I’m happy to say that my 3 primary airlines (Alaska Air, American Airlines, and Delta) and my primary hotel chain (Marriott) all have a 100% rating from the HRC.  If you look down the list, there are others; Southwest has a 95 rating, United has an 88 rating, Hertz Rent a Car has a 70 rating, with Skywest one of the lowest at 15, and Frontier and Midwest both with big honking 0 ratings.  (Personally, I didn’t know that about Frontier; I was going to fly them in January to see how they’ve changed since the last time I’ve flown them in 2010; now I know I won’t even bother!).

Now talking about United specifically.

So they have an 88% rating with the Human Rights Campaign, which means they can do better.  And what’s the first thing they should do?  They should address the ugly issue that came up this past weekend where a gay couple was denigrated when trying to use a United Club in Denver, including being called “faggots” and “idiots”, among other stuff.

So come on, United.  Denounce this manager’s action and use it as a teaching opportunity for your entire organization.

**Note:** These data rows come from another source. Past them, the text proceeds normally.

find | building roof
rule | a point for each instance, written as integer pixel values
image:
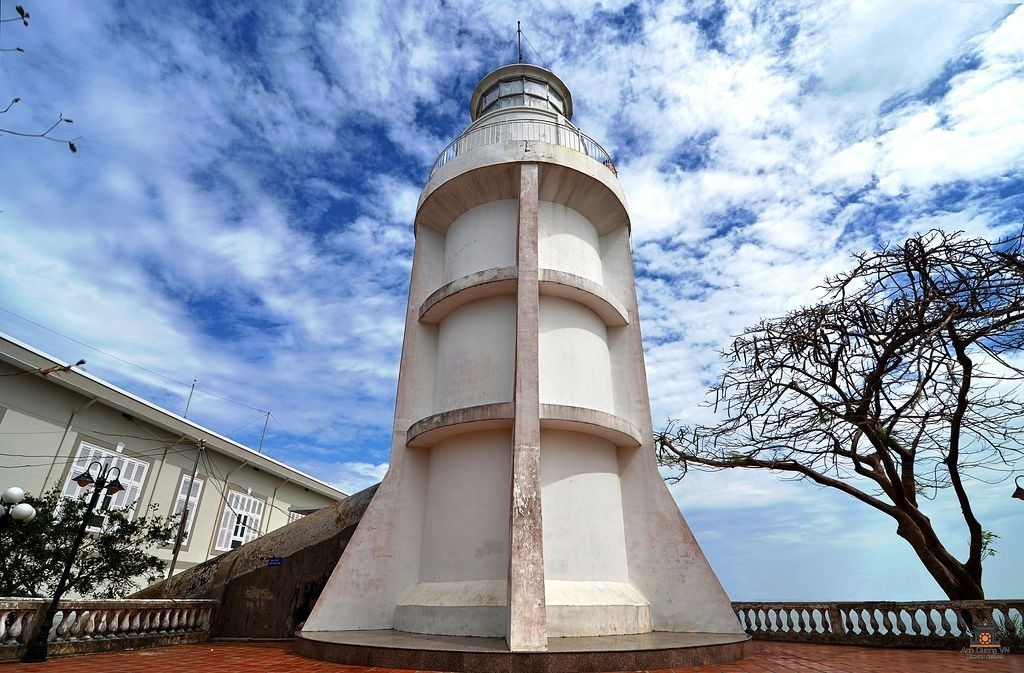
(25, 356)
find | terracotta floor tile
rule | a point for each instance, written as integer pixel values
(280, 658)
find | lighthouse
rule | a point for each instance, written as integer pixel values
(522, 504)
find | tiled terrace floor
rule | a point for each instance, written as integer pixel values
(768, 658)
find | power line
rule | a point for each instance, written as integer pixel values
(129, 363)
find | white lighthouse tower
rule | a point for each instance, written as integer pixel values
(523, 500)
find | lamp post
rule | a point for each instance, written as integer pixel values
(104, 479)
(13, 509)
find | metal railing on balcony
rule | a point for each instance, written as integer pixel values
(524, 129)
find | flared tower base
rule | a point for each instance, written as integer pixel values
(660, 649)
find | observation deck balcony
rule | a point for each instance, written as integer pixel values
(507, 130)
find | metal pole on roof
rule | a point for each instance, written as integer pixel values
(200, 446)
(189, 397)
(265, 421)
(518, 37)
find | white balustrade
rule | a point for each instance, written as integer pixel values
(79, 623)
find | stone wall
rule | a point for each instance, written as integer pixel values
(263, 600)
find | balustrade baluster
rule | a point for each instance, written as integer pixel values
(5, 616)
(17, 625)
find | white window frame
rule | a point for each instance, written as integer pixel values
(195, 491)
(132, 476)
(240, 521)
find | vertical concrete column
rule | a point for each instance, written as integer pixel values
(526, 626)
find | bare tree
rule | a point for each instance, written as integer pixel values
(903, 380)
(23, 17)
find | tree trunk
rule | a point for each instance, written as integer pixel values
(951, 576)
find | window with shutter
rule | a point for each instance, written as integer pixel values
(132, 477)
(187, 490)
(241, 521)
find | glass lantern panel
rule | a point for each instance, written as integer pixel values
(539, 89)
(515, 86)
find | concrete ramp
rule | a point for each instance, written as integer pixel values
(263, 600)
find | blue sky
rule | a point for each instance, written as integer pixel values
(240, 209)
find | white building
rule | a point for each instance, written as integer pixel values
(52, 426)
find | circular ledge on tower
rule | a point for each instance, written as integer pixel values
(491, 172)
(582, 290)
(488, 283)
(432, 429)
(613, 428)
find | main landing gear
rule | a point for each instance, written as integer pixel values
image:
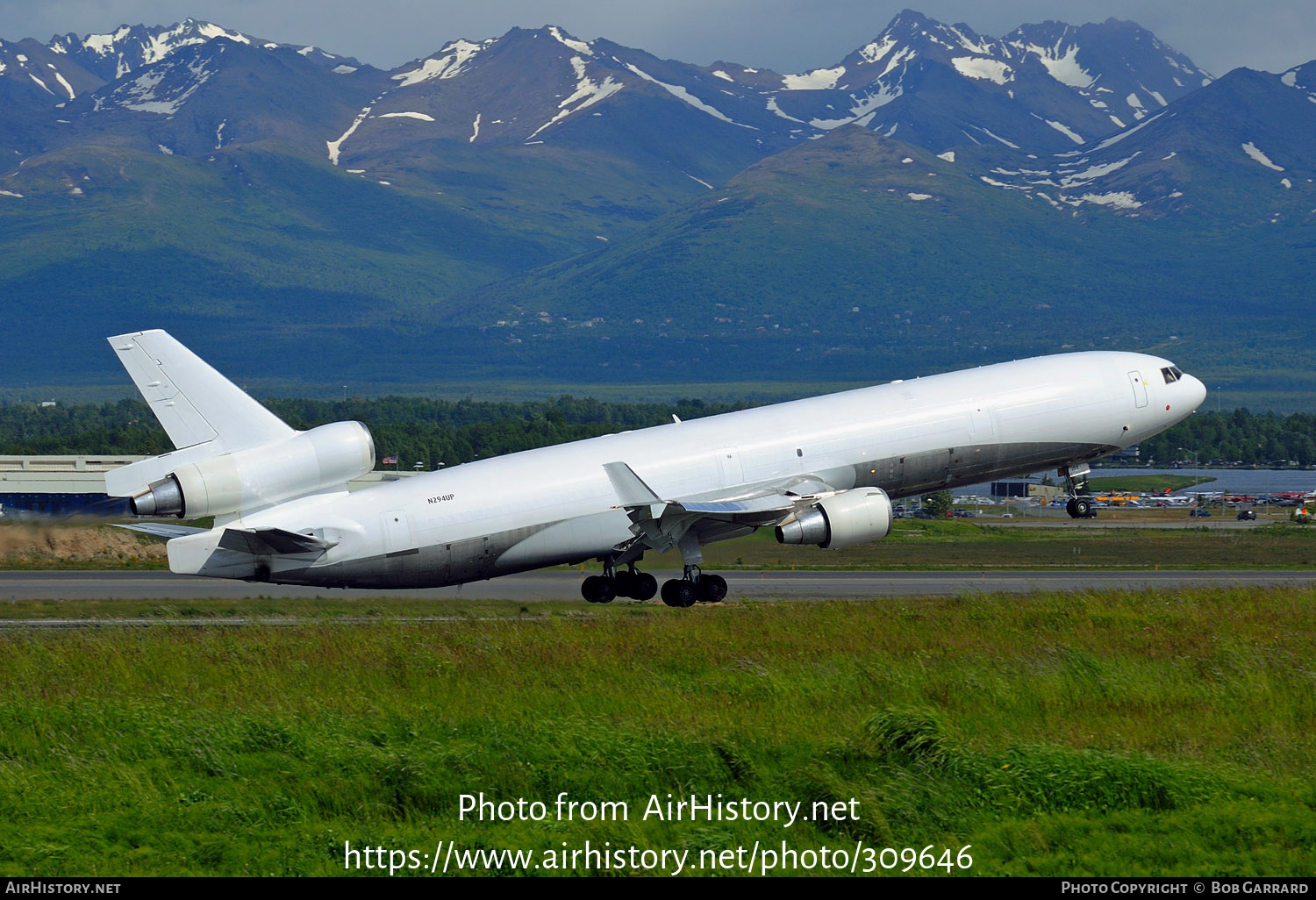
(612, 584)
(697, 587)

Personally, I don’t see this happening.  I’ve flown United a dozen times over the last ten years, and every time (without fail), the customer service is downright horrid.  I mean talking down to passengers, at a minimum.  Last time I flew them, I was standing near the gate desk in SFO, and the 3 flight crew were ten feet from me – and were talking smack about passengers.  It’s like a trained thing for United flight crews; day 1 is emergency training, days 2 through 5 is “creative customer insulting”.